Operation Christmas Child Kicks Off 2008 Nat'l Collection Week
The world's largest Christmas project kicked off its National Collection Week on Monday with the hope of mobilizing people across the nation to help send life-changing gifts to needy children around the world.
Since 1993, Operation Christmas Child has collected and hand-delivered more than 61 million gift-filled shoeboxes to children in some 130 countries.
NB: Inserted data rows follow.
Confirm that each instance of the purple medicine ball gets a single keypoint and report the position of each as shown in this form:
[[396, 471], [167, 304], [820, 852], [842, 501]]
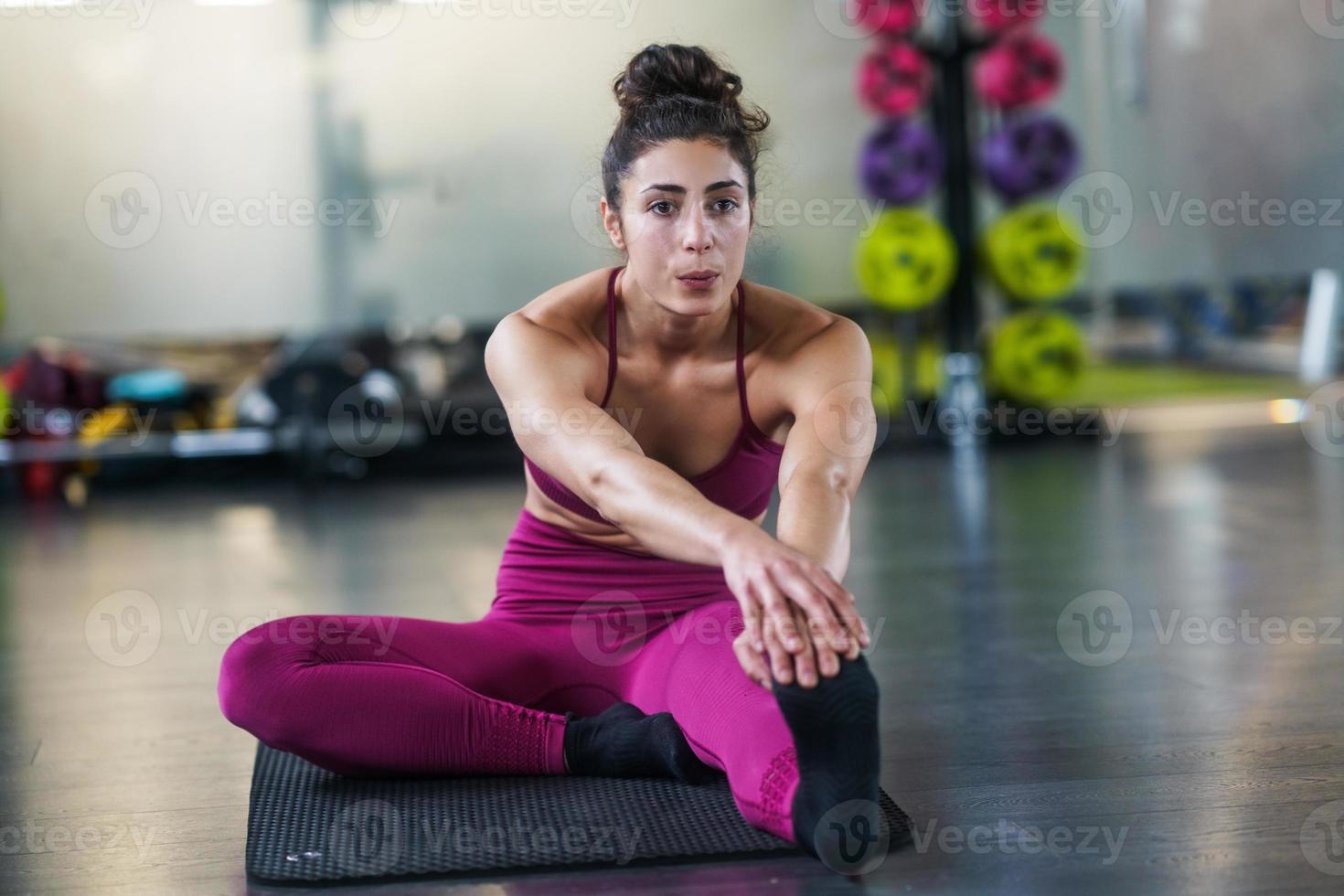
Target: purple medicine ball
[[1029, 155], [901, 162]]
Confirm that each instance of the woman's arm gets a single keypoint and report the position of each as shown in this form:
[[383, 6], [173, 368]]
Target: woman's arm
[[828, 386], [539, 377]]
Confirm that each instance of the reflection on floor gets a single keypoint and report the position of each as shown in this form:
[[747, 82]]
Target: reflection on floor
[[1191, 743]]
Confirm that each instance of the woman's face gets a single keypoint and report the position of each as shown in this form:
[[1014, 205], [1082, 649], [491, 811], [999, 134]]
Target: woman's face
[[684, 209]]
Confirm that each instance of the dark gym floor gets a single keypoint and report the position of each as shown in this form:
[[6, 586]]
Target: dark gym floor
[[1184, 764]]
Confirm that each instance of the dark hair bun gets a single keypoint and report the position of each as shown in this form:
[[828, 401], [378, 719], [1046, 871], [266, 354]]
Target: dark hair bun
[[666, 71]]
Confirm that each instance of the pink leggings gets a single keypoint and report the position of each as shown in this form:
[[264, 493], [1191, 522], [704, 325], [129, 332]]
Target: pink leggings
[[574, 626]]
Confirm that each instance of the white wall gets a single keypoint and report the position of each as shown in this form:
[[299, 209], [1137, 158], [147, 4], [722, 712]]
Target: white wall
[[483, 128]]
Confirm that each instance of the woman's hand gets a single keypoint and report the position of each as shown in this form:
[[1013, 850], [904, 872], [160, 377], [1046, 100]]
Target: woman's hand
[[794, 610]]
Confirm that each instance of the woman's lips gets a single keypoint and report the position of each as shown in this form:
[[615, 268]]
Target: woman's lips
[[699, 283]]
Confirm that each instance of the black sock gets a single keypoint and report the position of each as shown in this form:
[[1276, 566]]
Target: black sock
[[625, 743], [835, 732]]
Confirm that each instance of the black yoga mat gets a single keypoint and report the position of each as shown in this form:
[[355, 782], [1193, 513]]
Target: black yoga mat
[[305, 824]]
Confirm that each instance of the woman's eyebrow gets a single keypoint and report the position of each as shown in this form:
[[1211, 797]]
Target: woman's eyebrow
[[677, 188]]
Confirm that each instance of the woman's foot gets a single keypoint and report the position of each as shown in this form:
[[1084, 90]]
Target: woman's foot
[[625, 743], [837, 816]]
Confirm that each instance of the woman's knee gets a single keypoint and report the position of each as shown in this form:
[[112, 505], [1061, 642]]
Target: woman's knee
[[254, 667]]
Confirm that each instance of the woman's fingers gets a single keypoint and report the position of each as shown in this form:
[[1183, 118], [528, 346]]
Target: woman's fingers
[[806, 594], [752, 661], [780, 618], [752, 623], [843, 606], [781, 661], [826, 658], [806, 661]]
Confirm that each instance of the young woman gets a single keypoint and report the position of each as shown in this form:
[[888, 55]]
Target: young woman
[[644, 623]]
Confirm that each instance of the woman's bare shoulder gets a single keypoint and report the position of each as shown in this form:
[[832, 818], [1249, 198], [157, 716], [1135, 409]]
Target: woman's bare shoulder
[[791, 323], [571, 308]]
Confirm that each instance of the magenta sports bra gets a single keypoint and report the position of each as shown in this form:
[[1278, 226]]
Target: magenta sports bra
[[741, 483]]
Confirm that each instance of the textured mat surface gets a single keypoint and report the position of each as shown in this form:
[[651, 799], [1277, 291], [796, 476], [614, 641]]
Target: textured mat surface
[[305, 824]]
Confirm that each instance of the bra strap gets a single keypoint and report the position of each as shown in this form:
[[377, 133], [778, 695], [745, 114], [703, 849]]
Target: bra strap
[[742, 377], [611, 335]]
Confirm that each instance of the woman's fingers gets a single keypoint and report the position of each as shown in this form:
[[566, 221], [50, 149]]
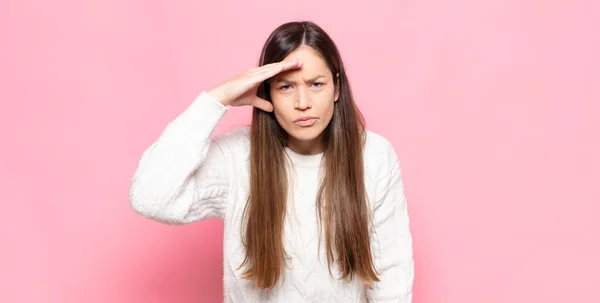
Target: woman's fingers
[[262, 104]]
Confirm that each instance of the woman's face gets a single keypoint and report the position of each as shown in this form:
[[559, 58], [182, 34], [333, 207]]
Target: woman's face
[[303, 100]]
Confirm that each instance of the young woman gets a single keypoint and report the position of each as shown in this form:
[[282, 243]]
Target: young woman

Though shoe box gifts are collected year-round, Nov. 17-24 marks a special time for mobilizing people behind this year's goal to reach out to more than 8 million children.
"It's a wonderful project," says Vince Eisaman, senior pastor of Christ Community Church in Fredonia, N.Y.
"It's really very touching, and it puts Christmas in perspective to help us realize what's important," he told the N.Y.-based county newspaper The Observer.
Aside from Christmas, this year's collection period has, for many, also put into perspective their own economic hardships, which come as the U.S. economy is facing the weakest spending environment in 17 years.
"Sometimes we all struggle to just 'get by,'" Manhattan resident and single mom Jenny Holguin told OCC coordinators.
But the struggles Americans face are often incomparable to the struggles facing poor children in poverty-stricken countries who can find hope in a simple shoe box gift, Holguin added.
"Helping children in countries who value things like a toothbrush really puts our lives, and our economic hardships, in perspective," she said.
Despite the hardships, many churches and households are continuing the tradition of giving through Operation Christmas Child, this year joining 10 other countries in sending gift-filled shoe boxes throughout the world.
Starting with an empty shoe box, donors provide simple items most people take for granted – toothpaste, small toys and school supplies – then wrap and deliver it to one of the several nearby drop off locations scattered throughout participating cities. For many kids who receive shoe box gifts, it will be the first gift they have ever received.